Translated by Luz Brito

Why Don’t You Blog?

2 Jan

The question is asked by Mr. Sullivan with his goodly toadface and the desire to add me to the online bad boys. Boy, why don’t you blog?  I hear the same from the girl from Factor street, the one with all the prizes.

In my previous and dead blog, “Animal de Alcantarilla” I managed to see once the generous hand of someone who showed sympathy and downloaded some archives for me containing what I had re-sent by pencil, dictated, and all that with the very high rates that ETESCA charges citizens. And going through the intricacies of censorship; that is to say, I was asking my friends to let me send my post through their email.

At the rate we’re going I will come to the Cybercafe in the Santiago Hotel with a drum, a plume of feathers and some herbs to launch a moan or emoticons to see if they reach the blogosphere.

Yet I feel myself to be a postmodern guy.

I can not expound in any peroration to make it true, at least make it my truth. When I say something it’s already a week later and the potential readers were savoring the delicacies of the Island’s restive bloggers. Even when I opine without knowing on many occasions that this comment has already been pasted into diatribes and emails.

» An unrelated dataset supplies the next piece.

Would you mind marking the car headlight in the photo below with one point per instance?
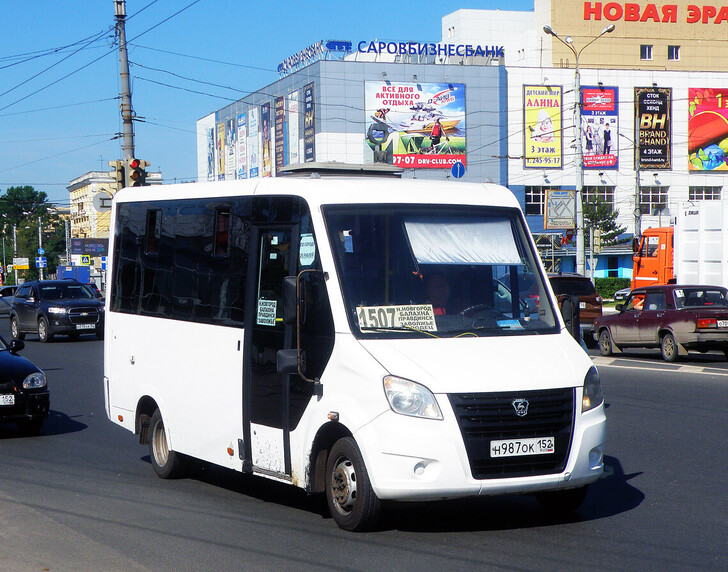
(592, 396)
(409, 398)
(35, 381)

My goal was to jump every 15 days the 60 miles between Holguin and Santiago de Cuba to send a post when I had the 10 chavitos (convertible currency) but you can’t use any flash memories there. ETECSA has put a digital lock so that only you can read and write to those computers that Sol Melia rents to Cubans.

At least I will have the pleasure of donating to the Cuban blogosphere the first blog written on stone that ages at the same time it is written.

It closes the circle, my adrenaline level rises and I like to start the year in full swing. Why not blog? says a voice that thunders in my ears. One question that has never been more real.